The Gilded Age Comes to the Masses
George Mason University economist Bryan Caplan recently opined about how well we live compared to even the richest Americans at the end of the 19th century:
I just returned from the Biltmore, America’s largest home. Built by George Vanderbilt between 1889 and 1895, the Biltmore is a symbol of how good the rich had it during the Gilded Age. I’m sure that most of the other visitors would answer “very good indeed.”
But how many would actually want to trade places with George? Despite his massive library, organ, and so on, I submit that any modern with a laptop and an internet connection has a vastly better book and music collection than he did. For all his riches, he didn’t have air conditioning; he had to suffer through the North Carolina summers just like the poorest of us. Vanderbilt did travel the world, but without the airplane, he had to do so at a snail’s pace.
Perhaps most shockingly, he suffered “sudden death from complications following an appendectomy” at the age of 51. (Here‘s the original NYT obituary). Whatever your precise story about the cause of rising lifespans, it’s safe to say that George’s Bane wouldn’t be fatal today.
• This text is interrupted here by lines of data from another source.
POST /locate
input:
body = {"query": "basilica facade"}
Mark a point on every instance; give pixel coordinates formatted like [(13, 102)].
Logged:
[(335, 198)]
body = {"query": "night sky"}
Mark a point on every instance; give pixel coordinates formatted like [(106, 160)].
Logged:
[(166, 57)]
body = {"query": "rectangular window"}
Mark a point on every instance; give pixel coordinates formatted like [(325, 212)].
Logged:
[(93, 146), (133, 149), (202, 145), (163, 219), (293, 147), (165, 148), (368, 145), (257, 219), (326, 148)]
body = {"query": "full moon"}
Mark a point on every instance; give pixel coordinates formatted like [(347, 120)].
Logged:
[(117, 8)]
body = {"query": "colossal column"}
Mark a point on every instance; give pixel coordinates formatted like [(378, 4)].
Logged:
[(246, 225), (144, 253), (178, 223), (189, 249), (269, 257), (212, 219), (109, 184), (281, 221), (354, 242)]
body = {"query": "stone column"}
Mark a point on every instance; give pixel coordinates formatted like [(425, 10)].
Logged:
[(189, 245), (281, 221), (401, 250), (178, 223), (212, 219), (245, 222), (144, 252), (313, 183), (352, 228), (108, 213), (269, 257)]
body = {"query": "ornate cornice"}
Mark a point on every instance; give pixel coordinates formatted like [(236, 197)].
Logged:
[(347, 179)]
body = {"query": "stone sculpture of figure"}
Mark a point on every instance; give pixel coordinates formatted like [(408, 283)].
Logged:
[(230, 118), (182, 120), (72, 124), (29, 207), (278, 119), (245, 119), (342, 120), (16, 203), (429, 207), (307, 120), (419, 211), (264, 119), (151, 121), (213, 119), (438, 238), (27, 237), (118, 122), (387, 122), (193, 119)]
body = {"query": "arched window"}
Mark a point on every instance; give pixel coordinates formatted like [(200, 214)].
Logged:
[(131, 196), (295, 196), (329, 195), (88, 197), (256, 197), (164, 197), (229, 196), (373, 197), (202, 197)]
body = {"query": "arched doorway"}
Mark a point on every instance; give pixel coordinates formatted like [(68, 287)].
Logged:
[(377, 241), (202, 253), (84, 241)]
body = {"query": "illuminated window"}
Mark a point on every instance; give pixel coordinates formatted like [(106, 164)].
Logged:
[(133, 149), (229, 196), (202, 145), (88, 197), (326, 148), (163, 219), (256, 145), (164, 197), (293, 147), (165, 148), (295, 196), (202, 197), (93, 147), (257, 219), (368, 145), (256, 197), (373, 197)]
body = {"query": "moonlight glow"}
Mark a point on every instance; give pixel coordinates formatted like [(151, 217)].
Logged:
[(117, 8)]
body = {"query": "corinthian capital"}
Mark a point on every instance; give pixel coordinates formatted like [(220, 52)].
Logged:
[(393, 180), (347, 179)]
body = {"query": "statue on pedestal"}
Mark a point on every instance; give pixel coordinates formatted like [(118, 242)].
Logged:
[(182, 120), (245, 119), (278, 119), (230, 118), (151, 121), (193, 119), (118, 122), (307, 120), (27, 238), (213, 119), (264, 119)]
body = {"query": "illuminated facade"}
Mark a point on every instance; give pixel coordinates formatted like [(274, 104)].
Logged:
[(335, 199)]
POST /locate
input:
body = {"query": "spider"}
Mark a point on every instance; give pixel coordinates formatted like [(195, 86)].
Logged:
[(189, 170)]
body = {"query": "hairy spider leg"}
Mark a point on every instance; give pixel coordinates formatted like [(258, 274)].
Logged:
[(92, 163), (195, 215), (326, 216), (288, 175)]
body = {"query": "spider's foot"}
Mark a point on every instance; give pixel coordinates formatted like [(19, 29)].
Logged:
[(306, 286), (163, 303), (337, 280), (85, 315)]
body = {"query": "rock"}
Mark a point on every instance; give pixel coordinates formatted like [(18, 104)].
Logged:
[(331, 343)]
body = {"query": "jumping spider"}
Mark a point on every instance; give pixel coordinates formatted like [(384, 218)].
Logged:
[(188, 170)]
I visited the Biltmore when I was in elementary school and remember being struck by the novelty and opulence of Vanderbilt’s private two-lane bowling alley. Vanderbilt no doubt spent a small fortune to build his alley and employ the servants necessary to run and maintain it, but I use far better equipment to bowl in my weekly league than Vanderbilt could ever imagine. The ball return at my alley is likely faster and more reliable, and the pins are reset far more quickly and exactly by a machine than a low-wage pin setter. Finally, whereas Vanderbilt had to keep score on his own — or pay a servant to do it — I have a friendly robot to count up my pinfall for me and give me advice on my next shot.
In many — if not most — ways, the average American lives a far better life than even the richest mustache-twisting robber barons of the Gilded Age, and it’s all thanks to steady economic growth. If two economies started at the same level and one grew by an extra 2 percent each year, it would be twice the size of its rival in a little more than 35 years. The Nobel Prize–winning economist Robert Lucas once remarked, when contemplating the differences in international economic growth rates, “The consequences for human welfare involved in questions like these are simply staggering: once one starts to think about them, it is hard to think about anything else.” A similar idea is expressed more succinctly by a quote usually (but falsely, in all likelihood) attributed to Albert Einstein: “The most powerful force in the universe is compound interest.”
Rising living standards allow us to live longer, healthier, and, yes, even happier lives. (No, you cannot buy happiness with money, but as best we can measure these things, people on the average seem to get happier as they get wealthier.) Consequently, that means we should make high growth levels a priority in economic policy, and that requires us to keep taxes and government spending low.